Arsenic and Old Lace was a hit play on Broadway that opened in January, 1941, written by Joseph Kesselring. The film was shot from October to December, 1941, but was not released by Warner Brothers until September, 1944, nearly three years later. Frank Capra directed it. He got an extension on his date to report for active duty with the army to finish editing the movie. Warners was contractually obligated to wait for the Broadway play to finish its run before releasing the film. The play ran until June, 1944.

So this movie was filmed before both The Talk of the Town and Mr. Lucky, which were released before this one was released. Billy Stevenson, in “A Film Canon”, referred back to the discourse in Capra’s great movies of the 30s like Mr. Deeds and Mr. Smith when he wrote that this movie “explicates Capra’s cacophonous conversation-space as a madhouse. . .this produces a fairly original combination of comedy and horror.” Several people have commented that the film doesn’t break out of the stage play’s straightjacket. Cary Grant reportedly named it the least favorite of his performances. Mr. Stevenson wrote, “his performance feels like little more than a series of hyperbolic double-takes, and is never far from explicitly acknowledging the camera.”

Still, this comic movie about serial killing is remembered fondly. The two maiden aunts, Josephine Hull and Jean Adair, actresses from Boston and Hamilton, Ontario, respectively, provide a lot of its charm. Hull later won a supporting actress Oscar for her role in Harvey opposite Jimmy Stewart. Adair had nursed a very young and ill Archie Leach (Cary Grant’s original name) back to health twenty years earlier when they both played in vaudeville.

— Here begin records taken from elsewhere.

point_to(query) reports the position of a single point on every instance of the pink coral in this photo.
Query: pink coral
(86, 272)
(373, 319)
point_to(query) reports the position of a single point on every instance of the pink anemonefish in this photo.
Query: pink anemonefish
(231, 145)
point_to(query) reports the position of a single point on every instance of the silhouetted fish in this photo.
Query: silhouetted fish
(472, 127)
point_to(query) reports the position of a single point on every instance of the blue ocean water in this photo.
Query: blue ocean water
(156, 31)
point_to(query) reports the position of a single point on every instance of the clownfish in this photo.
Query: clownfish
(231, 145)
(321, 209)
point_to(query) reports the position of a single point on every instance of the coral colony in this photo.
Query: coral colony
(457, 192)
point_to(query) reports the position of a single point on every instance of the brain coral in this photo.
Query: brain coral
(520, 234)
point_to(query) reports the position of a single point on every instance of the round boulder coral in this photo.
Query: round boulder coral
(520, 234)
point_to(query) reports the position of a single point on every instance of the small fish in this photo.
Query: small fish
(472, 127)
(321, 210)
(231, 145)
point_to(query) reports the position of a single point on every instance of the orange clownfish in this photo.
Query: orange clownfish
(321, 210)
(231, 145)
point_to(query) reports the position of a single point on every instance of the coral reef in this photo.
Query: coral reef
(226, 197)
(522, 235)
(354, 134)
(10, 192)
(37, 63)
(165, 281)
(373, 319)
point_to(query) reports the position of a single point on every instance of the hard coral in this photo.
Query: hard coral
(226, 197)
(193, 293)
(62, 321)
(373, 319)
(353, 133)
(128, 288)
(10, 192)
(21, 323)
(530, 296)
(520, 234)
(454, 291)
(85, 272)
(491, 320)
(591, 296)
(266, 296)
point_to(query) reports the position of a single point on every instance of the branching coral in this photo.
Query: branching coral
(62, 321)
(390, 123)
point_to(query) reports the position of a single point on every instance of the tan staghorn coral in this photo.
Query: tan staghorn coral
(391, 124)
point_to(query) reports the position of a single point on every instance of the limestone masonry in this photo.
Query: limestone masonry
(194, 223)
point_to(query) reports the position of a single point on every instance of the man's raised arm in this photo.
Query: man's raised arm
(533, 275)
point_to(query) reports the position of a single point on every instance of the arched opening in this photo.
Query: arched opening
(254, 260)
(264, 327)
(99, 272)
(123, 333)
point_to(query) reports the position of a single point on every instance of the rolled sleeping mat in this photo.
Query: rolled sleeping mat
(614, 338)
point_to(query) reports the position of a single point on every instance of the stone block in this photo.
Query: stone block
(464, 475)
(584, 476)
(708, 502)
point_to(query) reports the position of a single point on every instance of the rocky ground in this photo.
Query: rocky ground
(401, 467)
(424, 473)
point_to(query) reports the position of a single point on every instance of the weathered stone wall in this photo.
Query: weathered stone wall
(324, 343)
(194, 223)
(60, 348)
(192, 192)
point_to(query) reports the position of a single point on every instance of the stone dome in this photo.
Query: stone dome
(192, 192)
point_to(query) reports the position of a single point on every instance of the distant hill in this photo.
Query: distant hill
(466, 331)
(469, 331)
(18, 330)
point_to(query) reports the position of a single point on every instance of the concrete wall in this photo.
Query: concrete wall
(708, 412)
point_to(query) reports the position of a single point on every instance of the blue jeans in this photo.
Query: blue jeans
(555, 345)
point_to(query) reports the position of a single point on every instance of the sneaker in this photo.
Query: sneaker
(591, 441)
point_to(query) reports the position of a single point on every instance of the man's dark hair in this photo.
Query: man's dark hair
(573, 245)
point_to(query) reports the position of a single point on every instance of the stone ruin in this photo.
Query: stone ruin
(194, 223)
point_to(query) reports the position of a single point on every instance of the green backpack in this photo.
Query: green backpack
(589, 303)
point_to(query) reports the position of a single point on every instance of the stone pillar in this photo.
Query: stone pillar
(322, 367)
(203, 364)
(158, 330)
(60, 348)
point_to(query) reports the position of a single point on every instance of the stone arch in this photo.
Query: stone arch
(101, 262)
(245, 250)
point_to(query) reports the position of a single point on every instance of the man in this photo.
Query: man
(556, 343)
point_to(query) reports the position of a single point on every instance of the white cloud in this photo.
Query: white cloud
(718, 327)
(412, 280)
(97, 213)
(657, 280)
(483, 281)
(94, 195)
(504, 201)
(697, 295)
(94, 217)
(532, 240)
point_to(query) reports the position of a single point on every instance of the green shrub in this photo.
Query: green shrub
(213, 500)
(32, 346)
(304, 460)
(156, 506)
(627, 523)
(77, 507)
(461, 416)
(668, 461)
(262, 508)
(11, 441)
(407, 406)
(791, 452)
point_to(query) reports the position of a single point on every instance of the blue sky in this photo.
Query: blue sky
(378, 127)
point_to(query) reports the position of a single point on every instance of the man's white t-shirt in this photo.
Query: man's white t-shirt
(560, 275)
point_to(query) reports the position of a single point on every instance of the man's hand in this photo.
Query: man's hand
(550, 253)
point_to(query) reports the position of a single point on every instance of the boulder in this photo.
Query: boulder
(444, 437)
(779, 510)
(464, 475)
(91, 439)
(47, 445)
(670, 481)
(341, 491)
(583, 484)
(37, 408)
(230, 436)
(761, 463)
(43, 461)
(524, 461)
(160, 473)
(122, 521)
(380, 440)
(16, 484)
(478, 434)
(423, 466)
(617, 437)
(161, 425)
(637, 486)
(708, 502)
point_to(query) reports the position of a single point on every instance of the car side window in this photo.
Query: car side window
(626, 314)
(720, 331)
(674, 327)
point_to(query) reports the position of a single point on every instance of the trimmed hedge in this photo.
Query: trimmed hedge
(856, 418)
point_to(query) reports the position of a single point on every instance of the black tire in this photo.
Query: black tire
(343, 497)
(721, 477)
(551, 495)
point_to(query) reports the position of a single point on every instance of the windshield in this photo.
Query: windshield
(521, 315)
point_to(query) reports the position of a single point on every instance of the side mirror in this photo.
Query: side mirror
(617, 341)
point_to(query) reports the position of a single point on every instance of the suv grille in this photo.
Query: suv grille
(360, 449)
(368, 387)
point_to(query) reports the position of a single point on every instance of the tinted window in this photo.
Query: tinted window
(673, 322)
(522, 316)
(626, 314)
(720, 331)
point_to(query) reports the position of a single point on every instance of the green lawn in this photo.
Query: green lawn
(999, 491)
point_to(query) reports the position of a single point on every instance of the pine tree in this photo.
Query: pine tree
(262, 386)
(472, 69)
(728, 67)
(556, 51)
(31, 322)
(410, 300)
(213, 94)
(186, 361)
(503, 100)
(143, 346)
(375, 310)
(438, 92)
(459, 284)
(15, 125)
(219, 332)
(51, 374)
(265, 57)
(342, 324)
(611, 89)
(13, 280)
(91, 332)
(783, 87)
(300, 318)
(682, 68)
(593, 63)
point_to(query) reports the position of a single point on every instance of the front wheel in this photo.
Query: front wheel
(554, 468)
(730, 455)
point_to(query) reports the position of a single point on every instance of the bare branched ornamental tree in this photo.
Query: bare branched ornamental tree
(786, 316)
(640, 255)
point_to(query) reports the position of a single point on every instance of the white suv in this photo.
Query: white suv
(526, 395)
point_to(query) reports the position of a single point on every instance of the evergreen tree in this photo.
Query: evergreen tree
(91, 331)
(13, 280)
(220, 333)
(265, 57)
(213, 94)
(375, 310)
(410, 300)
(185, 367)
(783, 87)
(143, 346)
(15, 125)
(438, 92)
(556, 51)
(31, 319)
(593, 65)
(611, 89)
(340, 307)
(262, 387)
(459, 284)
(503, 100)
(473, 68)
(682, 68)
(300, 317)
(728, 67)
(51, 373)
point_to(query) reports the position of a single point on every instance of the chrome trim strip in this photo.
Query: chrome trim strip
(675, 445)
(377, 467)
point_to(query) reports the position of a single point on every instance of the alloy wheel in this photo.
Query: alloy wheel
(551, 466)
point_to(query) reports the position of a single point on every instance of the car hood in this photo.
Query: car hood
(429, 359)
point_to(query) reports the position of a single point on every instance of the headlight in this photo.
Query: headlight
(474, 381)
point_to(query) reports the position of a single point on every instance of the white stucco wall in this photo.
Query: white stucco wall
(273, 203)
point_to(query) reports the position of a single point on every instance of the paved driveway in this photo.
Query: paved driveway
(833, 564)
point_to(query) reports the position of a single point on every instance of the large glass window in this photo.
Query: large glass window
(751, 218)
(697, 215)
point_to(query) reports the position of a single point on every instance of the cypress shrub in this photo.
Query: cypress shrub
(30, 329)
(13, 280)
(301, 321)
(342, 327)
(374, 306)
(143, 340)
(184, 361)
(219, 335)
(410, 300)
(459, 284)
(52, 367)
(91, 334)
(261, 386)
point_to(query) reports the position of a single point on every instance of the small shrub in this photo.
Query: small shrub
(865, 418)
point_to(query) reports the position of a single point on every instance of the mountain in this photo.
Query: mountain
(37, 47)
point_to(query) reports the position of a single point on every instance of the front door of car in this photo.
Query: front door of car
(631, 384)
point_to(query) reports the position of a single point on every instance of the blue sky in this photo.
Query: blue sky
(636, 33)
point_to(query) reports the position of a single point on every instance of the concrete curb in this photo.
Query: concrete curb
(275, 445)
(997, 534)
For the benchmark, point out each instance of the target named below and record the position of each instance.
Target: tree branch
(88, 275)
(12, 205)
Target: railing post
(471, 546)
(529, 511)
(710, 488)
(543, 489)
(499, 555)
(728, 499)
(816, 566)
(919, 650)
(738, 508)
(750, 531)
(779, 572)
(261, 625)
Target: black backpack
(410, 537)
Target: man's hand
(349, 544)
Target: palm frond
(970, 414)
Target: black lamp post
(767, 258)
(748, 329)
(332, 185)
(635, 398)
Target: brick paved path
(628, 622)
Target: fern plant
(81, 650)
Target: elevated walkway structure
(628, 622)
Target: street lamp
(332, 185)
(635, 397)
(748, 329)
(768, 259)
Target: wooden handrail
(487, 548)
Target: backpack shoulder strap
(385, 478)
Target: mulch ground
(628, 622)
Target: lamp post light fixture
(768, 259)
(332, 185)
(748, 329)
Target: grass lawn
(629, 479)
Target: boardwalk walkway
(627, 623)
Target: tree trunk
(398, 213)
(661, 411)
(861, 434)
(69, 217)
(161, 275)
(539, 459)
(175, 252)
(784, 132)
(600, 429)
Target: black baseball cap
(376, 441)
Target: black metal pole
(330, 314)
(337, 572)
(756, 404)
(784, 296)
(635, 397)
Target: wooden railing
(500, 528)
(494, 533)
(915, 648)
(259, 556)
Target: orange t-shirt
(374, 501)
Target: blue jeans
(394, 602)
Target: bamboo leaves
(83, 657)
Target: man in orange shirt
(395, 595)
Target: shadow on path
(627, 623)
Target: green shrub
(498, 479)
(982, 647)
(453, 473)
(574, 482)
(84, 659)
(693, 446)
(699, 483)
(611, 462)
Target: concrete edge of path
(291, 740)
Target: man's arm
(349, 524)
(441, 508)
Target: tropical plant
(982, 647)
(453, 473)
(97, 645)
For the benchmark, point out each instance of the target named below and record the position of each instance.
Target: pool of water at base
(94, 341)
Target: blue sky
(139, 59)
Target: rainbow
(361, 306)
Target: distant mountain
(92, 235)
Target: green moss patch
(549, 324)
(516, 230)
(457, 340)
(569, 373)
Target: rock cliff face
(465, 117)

Hull and Adair, along with John Alexander, who played Teddy, took time off from the Broadway play to make the picture. Jonathan was played on the stage by Boris Karloff, hence the comic reference in the script to his plastic surgery making him look like – Boris Karloff. The role in the movie was played by the great Canadian actor Raymond Massey, and he looks a little like Karloff, but maybe not enough to make the laugh a big one. Peter Lorre is always memorable and he makes the most of it in his role as the gangster plastic surgeon. Edward Everett Horton and James Gleason, two veteran comic character actors, take on supporting roles. Please sit back and enjoy all these comic actors’ work in Arsenic and Old Lace with me.